Per salvare Mps, il Tesoro azionista e padrone (64%) di Siena, ha staccato un assegno da 1,6 miliardi di soldi pubblici. Poi sono intervenute le fondazioni fondazioni bancarie, chiamate a raccolta dallo stesso Mef, unitamente agli ancor investor e altri investitori privati. A prima vista potrebbe sembrare un’operazione a trazione statale e forse lo è. E allora, volendo per un momento fare l’avvocato del diavolo, c’è da chiedersi se il film visto una settimana fa non sia quello già visto nel 2017, con la nazionalizzazione di Mps, sempre a carico dello Stato. C’è la reale possibilità che il salvataggio di Mps si scarichi sui contribuenti? E davvero la ricapitalizzazione ha permesso di tirare fuori definitivamente Rocca Salimbeni dalle seche? Domande direttamente girate a Nicola Rossi, economista dell’Istituto Bruno Leoni ed ex parlamentare.

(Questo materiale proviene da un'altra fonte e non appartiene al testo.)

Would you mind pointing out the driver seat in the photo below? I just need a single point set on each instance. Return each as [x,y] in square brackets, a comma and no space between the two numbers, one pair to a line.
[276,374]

Mps è salva, o meglio ricapitalizzata. Ma volendo fare gli avvocati del diavolo, il grosso dei soldi ce li ha messi lo Stato, un’altra fetta le fondazioni. Ancora un’operazione sulla pelle dei contribuenti? O è solo una forzatura?

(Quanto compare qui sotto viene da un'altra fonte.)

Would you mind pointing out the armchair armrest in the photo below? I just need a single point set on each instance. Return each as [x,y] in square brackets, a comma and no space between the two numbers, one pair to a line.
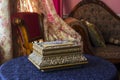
[81,29]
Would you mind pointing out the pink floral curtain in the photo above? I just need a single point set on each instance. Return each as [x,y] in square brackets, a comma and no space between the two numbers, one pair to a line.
[58,7]
[5,32]
[54,27]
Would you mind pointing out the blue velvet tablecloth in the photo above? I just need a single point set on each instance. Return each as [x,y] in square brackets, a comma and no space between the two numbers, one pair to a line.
[22,69]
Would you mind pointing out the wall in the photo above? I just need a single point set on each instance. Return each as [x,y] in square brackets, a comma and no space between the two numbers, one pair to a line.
[69,4]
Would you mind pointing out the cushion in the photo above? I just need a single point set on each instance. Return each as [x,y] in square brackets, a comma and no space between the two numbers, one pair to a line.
[94,34]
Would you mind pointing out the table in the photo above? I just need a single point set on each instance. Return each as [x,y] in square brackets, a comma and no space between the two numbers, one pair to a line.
[22,69]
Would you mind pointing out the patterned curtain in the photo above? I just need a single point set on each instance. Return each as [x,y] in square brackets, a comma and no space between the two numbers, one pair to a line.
[54,27]
[5,32]
[58,7]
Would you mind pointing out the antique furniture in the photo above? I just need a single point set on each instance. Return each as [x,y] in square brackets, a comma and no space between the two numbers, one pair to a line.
[107,22]
[27,27]
[22,69]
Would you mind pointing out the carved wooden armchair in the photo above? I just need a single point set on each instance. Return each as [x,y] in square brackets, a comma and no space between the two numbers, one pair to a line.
[108,23]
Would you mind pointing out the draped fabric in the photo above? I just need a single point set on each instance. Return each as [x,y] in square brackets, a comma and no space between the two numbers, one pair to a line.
[54,27]
[58,6]
[5,32]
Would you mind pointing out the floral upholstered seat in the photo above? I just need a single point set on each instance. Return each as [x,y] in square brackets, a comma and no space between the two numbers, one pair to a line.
[108,23]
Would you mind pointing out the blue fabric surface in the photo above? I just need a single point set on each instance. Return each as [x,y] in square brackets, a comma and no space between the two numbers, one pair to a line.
[22,69]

Una piena riuscita dell’aumento di capitale era essenziale per il futuro della banca senese. Ma questo non significa che si sia trattato di un successo: si fa molta fatica ad intravedere un reale interesse da parte degli investitori privati per il Monte dei Paschi e, visibilmente, l’azionista di maggioranza ha dovuto usare tutte le sue capacità di persuasione perché alcuni investitori istituzionali accettassero di essere della partita. Il che lascia supporre che il futuro del Monte dei Paschi sia ancora avvolto nella nebbia.